An alternative interpretation of our null finding is that our rTMS treatment changes spine dynamics without affecting their final density, a result that would not be possible to detect in our fixed post-mortem tissue. Hence, these results highlight the limitations in Golgi staining of fixed tissue, a technique still commonly used in examining dendritic spine density. Sensory manipulation (either enrichment or withdrawal) strongly alters spine dynamics in vivo in various areas of the cortex of adult mice⁴³. As a rule, established spines are pruned during the initial experience of the new stimulus, while new ones are established, which may result in some studies of fixed tissue showing no net change in spine density^44,45. Consistent with the change in spine dynamics initiated by enrichment, a recent imaging study in the hippocampus identified two phases in spine dynamics following repeated induction of LTP. Initially both generation and retraction of spines increased, followed by a cessation of spine retraction⁴⁶. This is consistent with post-mortem studies showing an initial period of apparent spine stability, followed by a detectable increase in density. The possibility that rTMS changes spine dynamics, as opposed to density, is further supported by an increase in the size of small spines following a single stimulation, which the authors suggested may indicate the activation of silent synapses by membrane recruitment of AMPA receptors, precluding the need for de novo synapse generation². Future live imaging studies of spine dynamics in animals that have received single or multiple rTMS stimulation, potentially in combination with learning tasks will provide much needed insight into the mechanisms underpinning the plastic changes elicited by rTMS in humans.

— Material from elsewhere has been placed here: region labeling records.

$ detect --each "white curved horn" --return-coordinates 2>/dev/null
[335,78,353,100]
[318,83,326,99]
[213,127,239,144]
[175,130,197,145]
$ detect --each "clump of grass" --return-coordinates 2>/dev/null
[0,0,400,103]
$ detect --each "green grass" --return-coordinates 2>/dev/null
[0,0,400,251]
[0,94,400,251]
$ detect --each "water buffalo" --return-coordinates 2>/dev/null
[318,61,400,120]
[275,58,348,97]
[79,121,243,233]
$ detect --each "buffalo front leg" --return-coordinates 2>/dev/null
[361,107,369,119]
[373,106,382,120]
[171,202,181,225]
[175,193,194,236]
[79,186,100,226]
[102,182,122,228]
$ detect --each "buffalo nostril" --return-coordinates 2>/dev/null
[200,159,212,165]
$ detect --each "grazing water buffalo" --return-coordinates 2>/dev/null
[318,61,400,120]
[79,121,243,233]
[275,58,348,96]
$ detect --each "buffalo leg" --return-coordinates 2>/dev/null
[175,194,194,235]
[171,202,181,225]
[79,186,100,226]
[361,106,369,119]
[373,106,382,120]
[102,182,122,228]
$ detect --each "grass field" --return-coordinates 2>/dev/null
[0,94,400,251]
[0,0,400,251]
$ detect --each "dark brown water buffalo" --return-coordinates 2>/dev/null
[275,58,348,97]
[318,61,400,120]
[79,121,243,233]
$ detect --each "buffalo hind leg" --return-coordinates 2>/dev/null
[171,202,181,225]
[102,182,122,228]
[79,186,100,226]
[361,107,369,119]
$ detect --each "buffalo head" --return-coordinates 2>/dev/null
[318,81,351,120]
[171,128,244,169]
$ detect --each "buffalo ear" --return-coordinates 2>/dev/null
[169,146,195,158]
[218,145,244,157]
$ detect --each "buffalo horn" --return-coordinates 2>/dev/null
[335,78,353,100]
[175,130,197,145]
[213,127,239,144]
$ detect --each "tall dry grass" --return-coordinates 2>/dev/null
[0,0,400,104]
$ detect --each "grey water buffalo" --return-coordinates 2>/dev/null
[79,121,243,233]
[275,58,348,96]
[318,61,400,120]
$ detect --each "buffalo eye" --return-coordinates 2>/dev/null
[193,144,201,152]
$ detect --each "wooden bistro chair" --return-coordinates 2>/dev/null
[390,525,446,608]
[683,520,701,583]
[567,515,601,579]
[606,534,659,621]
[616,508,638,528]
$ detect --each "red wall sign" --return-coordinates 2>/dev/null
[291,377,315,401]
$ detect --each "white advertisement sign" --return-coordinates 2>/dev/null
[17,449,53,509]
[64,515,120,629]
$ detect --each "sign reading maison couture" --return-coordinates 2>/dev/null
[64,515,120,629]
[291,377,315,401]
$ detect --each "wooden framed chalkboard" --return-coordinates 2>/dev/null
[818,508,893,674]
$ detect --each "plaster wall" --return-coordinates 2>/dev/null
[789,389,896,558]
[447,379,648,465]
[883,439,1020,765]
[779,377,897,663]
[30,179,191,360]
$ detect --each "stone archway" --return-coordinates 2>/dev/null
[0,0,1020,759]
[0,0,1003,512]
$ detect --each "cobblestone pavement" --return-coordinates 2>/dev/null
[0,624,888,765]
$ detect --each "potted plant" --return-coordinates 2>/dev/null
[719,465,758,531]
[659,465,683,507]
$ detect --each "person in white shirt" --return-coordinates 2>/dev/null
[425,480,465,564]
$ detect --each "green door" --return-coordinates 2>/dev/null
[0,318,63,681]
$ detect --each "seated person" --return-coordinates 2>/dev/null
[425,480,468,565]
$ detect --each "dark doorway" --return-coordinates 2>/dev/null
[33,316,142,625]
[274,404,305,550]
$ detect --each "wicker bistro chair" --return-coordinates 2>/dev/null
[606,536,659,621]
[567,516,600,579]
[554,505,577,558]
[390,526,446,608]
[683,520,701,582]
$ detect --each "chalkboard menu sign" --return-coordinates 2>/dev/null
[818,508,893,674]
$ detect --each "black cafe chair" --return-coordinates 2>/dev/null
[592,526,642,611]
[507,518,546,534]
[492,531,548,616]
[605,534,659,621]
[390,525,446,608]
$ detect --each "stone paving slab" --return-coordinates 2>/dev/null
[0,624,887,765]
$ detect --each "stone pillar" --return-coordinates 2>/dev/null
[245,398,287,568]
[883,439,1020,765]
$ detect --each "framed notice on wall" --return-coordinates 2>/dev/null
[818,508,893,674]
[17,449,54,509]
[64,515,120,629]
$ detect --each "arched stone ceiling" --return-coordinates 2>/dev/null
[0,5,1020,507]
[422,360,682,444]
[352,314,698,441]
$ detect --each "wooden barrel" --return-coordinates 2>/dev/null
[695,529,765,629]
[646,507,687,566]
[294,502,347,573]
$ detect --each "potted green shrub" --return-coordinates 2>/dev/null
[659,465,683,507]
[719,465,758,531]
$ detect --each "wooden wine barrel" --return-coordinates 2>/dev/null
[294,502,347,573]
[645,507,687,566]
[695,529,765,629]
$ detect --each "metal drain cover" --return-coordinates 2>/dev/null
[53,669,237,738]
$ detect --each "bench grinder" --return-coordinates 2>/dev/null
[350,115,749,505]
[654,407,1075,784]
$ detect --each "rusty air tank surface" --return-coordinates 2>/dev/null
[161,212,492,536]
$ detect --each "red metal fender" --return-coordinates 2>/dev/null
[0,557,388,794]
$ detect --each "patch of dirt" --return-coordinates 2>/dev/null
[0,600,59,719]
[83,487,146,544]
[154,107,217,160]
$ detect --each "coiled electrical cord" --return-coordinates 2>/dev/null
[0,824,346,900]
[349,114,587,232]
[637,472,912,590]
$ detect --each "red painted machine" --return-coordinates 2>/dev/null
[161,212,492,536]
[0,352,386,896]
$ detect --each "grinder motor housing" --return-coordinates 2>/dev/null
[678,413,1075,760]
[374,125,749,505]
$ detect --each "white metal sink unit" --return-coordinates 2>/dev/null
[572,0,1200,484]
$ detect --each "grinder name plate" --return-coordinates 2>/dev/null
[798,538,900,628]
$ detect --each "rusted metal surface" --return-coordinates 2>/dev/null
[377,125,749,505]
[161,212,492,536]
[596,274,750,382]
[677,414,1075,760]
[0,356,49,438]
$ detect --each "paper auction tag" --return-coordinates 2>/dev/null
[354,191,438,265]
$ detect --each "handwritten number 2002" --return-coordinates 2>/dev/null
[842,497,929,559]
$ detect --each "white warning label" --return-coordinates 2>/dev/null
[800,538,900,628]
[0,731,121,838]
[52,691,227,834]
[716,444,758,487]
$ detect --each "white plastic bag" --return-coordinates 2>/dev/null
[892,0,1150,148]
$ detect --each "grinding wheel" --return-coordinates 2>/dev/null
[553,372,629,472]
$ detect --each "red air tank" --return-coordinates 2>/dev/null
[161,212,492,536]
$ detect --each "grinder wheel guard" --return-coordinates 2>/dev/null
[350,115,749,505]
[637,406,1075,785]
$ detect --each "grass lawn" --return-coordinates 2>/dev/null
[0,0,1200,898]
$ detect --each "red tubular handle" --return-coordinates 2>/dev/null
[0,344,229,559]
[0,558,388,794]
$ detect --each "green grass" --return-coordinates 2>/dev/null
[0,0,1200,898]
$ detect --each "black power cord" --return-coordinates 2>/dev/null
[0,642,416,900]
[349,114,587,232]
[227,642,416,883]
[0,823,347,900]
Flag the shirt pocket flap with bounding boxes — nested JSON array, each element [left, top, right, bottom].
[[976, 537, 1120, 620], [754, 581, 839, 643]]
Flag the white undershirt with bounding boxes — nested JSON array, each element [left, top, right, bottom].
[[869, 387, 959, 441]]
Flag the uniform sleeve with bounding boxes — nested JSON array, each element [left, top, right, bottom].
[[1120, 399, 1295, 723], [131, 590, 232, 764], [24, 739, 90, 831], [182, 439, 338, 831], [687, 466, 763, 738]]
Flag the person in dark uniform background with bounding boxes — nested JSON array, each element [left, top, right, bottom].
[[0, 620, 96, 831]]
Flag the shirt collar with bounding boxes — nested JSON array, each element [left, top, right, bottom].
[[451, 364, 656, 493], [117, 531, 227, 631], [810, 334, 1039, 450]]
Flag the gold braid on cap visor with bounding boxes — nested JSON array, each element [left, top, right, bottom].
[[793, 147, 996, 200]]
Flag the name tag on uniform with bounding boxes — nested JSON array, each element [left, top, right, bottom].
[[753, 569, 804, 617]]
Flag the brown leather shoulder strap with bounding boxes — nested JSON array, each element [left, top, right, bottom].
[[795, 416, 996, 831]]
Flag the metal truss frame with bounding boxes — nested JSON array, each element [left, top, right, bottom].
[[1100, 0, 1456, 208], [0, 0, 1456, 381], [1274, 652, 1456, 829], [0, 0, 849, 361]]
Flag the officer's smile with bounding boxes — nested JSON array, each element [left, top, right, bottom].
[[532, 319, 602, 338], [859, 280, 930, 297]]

Importantly, we are conscious of the limitations of our rodent scaled rTMS delivery device which may have contributed to the lack of effect observed here. Although our coil had a relevant coil to brain ratio for mice, because of its small size, the intensity of the magnetic field did not reach the magnitude commonly used in humans (6mT compared to 1-2T), raising concern that our stimulation paradigm is not comparable to human rTMS. However, this raises a more general issue because similar criticism applies to studies that employ larger coils^1–3: although these deliver the same fields used in humans, the focal nature of the stimulation is lost. Additional effort in designing appropriate small animal rTMS coils is urgently needed to improve the construct validity of animal rTMS research.